AFAIK, RetroArch is just a front-end for the emulators that actually use the controller, so getting this to work depends on the emulator you’ll be using.

I would expect any decent emulator on Linux to work with the standard Linux joystick and/or evdev APIs, which are supported by the Linux DualShock 4 driver. This driver is built in to the Linux kernel; nothing more should require installation. However:

It’s possible that your distro might not load that driver automatically. To check, connect the DS4, power it up with the Playstation button (if its light isn’t already on), and run lsmod |grep -E 'hid_sony|hid_playstation' in a terminal. If it responds with some lines containing hid_sony or hid_playstation, then the driver is loaded.

It’s possible that your distro might not have labeled the DS4 as a joystick device in udev, which isn’t strictly required, but some software expects to see. On the distros I’ve used, the easiest way to get this done is to install the steam-devices package. I think most desktop distros do it automatically these days, though.

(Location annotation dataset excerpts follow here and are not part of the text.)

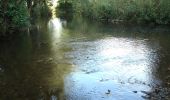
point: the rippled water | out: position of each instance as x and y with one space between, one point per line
57 60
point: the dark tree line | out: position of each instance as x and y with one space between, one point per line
16 14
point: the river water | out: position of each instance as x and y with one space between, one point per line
80 60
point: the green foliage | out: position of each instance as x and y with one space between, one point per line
16 14
65 10
145 11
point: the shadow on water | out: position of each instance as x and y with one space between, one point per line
83 60
29 70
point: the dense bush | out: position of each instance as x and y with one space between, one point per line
139 11
17 14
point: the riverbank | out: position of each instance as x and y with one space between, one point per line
122 11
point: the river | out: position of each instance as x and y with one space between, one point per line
79 60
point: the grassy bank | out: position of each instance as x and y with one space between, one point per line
18 14
136 11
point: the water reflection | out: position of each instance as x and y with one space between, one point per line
31 69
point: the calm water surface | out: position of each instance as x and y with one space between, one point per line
57 60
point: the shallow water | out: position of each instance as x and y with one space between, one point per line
80 60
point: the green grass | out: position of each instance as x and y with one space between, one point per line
138 11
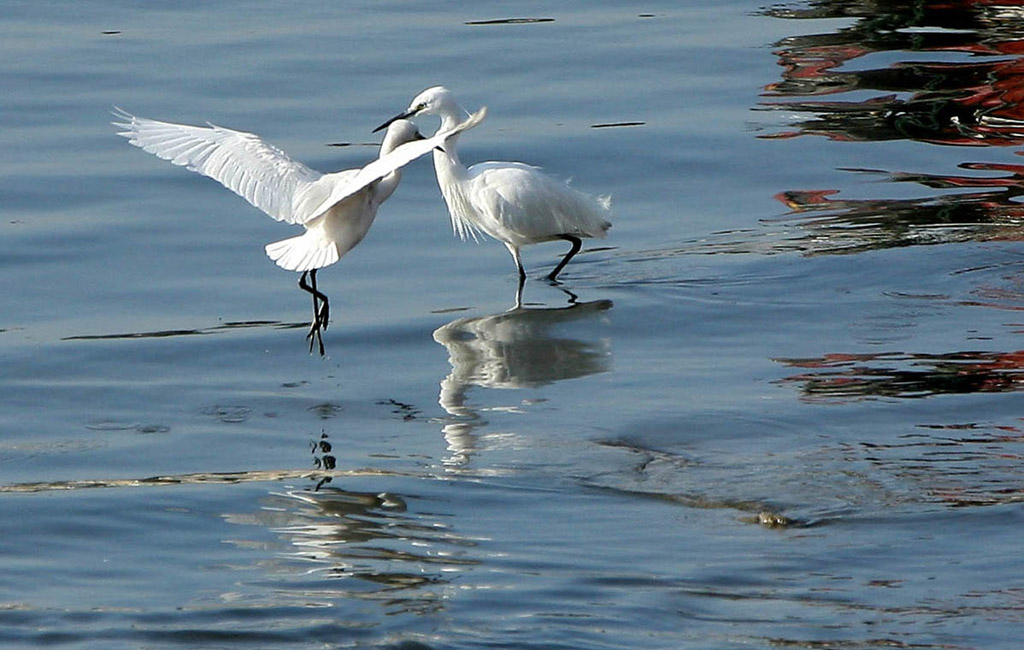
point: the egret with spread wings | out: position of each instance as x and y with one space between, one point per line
336 209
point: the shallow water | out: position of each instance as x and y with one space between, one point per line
777 407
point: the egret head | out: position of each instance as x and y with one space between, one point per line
398 132
435 100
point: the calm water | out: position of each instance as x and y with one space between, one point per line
779 406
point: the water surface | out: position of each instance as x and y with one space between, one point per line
778 406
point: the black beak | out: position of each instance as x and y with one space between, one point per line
400 116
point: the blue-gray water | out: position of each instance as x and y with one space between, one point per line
782 409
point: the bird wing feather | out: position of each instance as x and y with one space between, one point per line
526 203
258 172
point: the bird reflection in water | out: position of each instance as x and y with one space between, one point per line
371 546
513 349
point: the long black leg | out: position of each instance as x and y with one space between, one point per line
321 310
577 245
325 308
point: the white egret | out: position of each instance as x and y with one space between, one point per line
336 209
513 203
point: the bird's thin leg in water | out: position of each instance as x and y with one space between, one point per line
577 245
518 293
321 311
325 308
518 262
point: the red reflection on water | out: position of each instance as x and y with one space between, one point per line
960 102
856 377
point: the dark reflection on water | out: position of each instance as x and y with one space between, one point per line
957 465
956 101
964 99
344 544
512 349
853 377
368 546
836 225
164 334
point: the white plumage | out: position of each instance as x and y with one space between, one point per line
513 203
336 209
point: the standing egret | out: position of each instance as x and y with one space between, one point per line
513 203
336 209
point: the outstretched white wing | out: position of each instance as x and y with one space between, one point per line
306 203
258 172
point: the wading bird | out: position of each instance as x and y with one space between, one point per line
513 203
336 209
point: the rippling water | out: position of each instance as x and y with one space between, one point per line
779 406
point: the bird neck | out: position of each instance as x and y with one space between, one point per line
386 186
446 164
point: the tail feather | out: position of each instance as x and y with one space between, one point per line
303 253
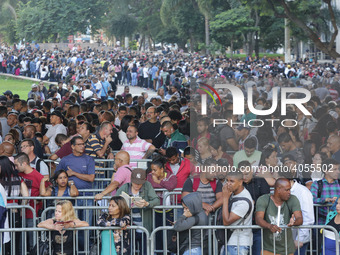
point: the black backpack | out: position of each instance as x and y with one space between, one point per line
220 233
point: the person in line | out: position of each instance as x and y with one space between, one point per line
193 215
139 187
118 216
333 219
266 216
64 218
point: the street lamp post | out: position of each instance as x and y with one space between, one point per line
287 42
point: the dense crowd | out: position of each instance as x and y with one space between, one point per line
83 118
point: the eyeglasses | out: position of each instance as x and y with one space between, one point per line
24 146
269 146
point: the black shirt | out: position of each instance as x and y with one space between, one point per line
148 130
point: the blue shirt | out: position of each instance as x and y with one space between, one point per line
154 70
81 164
106 86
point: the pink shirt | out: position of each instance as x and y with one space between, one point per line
136 150
123 175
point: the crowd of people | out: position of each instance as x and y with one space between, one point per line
83 120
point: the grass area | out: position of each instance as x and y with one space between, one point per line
243 56
17 86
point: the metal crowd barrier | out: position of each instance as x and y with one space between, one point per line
215 248
88 244
107 169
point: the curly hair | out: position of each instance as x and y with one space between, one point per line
67 210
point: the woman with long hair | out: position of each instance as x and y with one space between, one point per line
127 120
309 149
64 218
60 187
118 215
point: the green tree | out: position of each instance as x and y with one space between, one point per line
300 13
51 21
230 28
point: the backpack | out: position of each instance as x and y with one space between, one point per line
196 184
3 215
220 233
320 187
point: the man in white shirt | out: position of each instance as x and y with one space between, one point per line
240 213
27 146
305 197
57 128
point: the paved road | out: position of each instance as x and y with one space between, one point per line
136 91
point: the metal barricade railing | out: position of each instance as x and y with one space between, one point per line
88 242
217 248
107 168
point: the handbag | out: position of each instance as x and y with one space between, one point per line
42 249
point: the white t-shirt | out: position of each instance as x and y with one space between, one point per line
4 197
52 133
87 93
243 237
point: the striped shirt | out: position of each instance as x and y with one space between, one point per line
329 190
136 150
93 144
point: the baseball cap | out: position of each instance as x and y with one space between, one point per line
8 92
288 157
240 127
138 176
57 113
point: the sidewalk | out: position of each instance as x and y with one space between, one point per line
135 91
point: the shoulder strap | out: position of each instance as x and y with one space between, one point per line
320 187
213 185
195 184
37 165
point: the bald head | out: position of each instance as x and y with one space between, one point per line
333 143
281 182
7 149
29 131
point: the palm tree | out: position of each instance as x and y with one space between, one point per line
205 7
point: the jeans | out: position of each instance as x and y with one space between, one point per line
134 79
236 250
169 216
256 248
303 249
85 215
193 251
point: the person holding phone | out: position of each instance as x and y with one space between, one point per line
64 218
142 208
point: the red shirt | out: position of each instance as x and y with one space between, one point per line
184 171
65 150
32 181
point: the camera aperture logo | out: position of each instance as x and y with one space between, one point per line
238 98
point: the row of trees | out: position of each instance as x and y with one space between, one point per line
201 24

You don’t want DS4Windows. That’s Windows software. There is a program (not a driver) called ds4linux, which creates a virtual Xbox controller alongside the real DS4, similar to what Steam Input does when you use it. You shouldn’t need this for games/emulators that were written properly for Linux, but it’s there for cases when a developer took a shortcut and assumed Microsoft game hardware is standard on our non-Microsoft OS. Alternatively, I think you can use Steam Input when launching non-Steam games in Steam.

There are various joystick test programs for linux, to give you an idea of whether the OS sees the controller. (This can be helpful when a game doesn’t appear to see it, to determine if it’s the game’s problem or a connection/driver problem.) KDE Plasma has one built in to the System Settings. There’s a also generic one called jstest-gtk, available with most desktop distros. There are probably more out there.

Keep in mind that test programs like that don’t necessarily know which inputs map to which buttons/sticks on the controller. Don’t panic if they look mixed up in a test program; try it in a game first. If they’re still mixed up, look for a way to remap the inputs.